New vehicle sales in the U.S. rose 5.1% from January to March as buyers remained in the market despite high interest rates. But EV sales growth slowed during the first three months of the year, with mainstream buyers wary of limited range and lack of charging stations.
Automakers, most of which reported U.S. sales data on Tuesday, sold nearly 3.8 million vehicles in the first quarter compared with a year ago, for an annual rate of 15.4 million sales.
With inventory on dealer lots growing toward pre-pandemic levels, auto companies have been forced to reduce prices. J.D. Power said the average selling price for March was $44,186, down 3.6% from a year ago and the largest decline on record for the month of March.
The company said March auto rebates were two-thirds higher than a year ago, about $2,800. This includes increased availability of leases. J.D. Power expects leases to account for nearly a quarter of retail sales last month, up from 19.6% in March last year.
EV sales grew just 3.3% to nearly 270,000 during the quarter, well below the 47% growth that fueled record sales and 7.6% market share last year. The slowdown, led by Tesla, confirms automakers’ fears that they have moved too quickly to pursue electric vehicle buyers. The share of electric vehicles in total U.S. sales fell to 7.15% in the first quarter.
Nearly all early adopters and people concerned about the impact of internal combustion engines on the planet have bought electric vehicles, and now automakers are facing more skeptical mainstream buyers, said Ivan Drury, director of insights at Edmunds.
“This is where all the headwinds that we saw in the survey data come into play,” Drury said. “Those real-world concerns about charging infrastructure, battery life, insurance costs.”
Jonathan Smoke, chief economist at Cox Automotive, warned that it appears the industry has already reached peak spring sales as buyers expect the Federal Reserve to cut interest rates later in the year.
“Interest rates are still near 24-year highs, and consumers simply lack the urgency to buy, with the expectation that rates will be lower by the end of the year,” he wrote in a report from market.
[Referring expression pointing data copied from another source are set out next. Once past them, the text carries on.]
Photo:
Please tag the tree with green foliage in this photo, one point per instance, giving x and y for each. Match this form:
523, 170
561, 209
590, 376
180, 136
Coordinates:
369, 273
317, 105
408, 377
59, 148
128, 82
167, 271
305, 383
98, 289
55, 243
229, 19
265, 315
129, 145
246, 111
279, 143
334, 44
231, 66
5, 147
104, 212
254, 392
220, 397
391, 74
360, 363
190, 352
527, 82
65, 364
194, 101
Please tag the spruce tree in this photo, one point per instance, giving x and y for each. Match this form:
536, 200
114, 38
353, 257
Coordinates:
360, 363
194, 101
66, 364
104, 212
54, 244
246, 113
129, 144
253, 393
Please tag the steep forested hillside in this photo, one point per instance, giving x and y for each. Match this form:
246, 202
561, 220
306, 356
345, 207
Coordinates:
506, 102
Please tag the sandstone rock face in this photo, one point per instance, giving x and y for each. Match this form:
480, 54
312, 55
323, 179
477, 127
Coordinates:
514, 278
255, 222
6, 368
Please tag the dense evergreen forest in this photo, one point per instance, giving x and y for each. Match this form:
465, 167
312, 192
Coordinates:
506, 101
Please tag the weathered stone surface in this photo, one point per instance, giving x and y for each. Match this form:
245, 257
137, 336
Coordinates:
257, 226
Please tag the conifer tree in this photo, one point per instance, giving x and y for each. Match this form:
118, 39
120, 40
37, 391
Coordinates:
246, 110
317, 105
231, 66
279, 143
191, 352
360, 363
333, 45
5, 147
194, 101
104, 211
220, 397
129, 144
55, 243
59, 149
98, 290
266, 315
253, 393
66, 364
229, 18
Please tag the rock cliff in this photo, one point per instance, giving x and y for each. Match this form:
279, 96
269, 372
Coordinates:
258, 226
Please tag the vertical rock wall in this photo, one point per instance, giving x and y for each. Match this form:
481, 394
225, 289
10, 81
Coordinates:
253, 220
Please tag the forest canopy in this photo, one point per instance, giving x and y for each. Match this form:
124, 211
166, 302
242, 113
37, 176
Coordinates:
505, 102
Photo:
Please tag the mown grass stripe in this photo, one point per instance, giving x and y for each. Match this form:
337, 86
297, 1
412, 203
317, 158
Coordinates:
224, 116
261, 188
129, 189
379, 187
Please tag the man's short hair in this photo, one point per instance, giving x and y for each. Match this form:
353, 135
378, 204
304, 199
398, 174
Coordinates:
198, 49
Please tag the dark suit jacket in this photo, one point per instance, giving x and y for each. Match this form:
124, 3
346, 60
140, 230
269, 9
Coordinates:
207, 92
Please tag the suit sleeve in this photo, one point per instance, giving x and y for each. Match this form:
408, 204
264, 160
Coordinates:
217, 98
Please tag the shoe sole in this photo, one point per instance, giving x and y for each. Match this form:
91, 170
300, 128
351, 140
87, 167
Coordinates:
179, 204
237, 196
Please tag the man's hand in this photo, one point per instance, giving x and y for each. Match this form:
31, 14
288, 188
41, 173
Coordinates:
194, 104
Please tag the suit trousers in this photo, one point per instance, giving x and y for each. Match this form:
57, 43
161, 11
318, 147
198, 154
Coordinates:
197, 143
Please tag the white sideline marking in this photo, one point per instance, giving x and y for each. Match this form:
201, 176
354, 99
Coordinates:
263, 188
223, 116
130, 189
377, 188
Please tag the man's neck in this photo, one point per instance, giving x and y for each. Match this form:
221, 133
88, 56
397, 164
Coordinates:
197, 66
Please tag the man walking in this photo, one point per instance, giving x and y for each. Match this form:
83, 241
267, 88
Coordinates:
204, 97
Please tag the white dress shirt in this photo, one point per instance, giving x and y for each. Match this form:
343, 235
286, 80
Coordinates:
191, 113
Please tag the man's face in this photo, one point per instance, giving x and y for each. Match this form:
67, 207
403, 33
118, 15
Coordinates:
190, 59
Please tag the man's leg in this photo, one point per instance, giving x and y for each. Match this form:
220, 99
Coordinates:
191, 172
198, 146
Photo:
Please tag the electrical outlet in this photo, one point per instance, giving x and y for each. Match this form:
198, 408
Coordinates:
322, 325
Auto interest rates still average around 7% per year.
Drury said more affordable vehicles sell faster than more expensive ones. Sales of many large, expensive SUVs fell during the quarter as companies faced more frugal shoppers.
“Small sales, whether it’s size or sales price,” Drury said.
For example, General Motors’ Chevrolet brand sold 37,588 Trax small SUVs in the quarter, more than five times more than a year ago. By itself, the Trax, which starts at about $21,500, has outsold the entire Cadillac brand.
Most automakers reported strong year-over-year sales increases from January to March, but General Motors, Stellantis, Kia and Tesla all reported declines.
GM, the best-selling automaker in the United States, reported that sales fell 1.5% in the quarter, while Stellantis sales fell nearly 10%. Kia sales fell 2.5%. All three companies reported strong sales in the first quarter a year ago.
Toyota reported a strong sales increase of 20% for the quarter and said combined sales of its hybrid and electric vehicles rose 36%. Honda said its sales rose 17 percent, while Nissan and Subaru both posted a 7 percent increase. Hyundai recorded an increase of just 0.2%.
Tesla’s global sales fell nearly 9%, which the company attributed to factory changes to build an updated Model 3, shipment delays in the Red Sea and an attack that knocked out electricity at its factory in Germany. Motorintelligence.com estimated that Tesla’s U.S. sales fell more than 13% in the first quarter.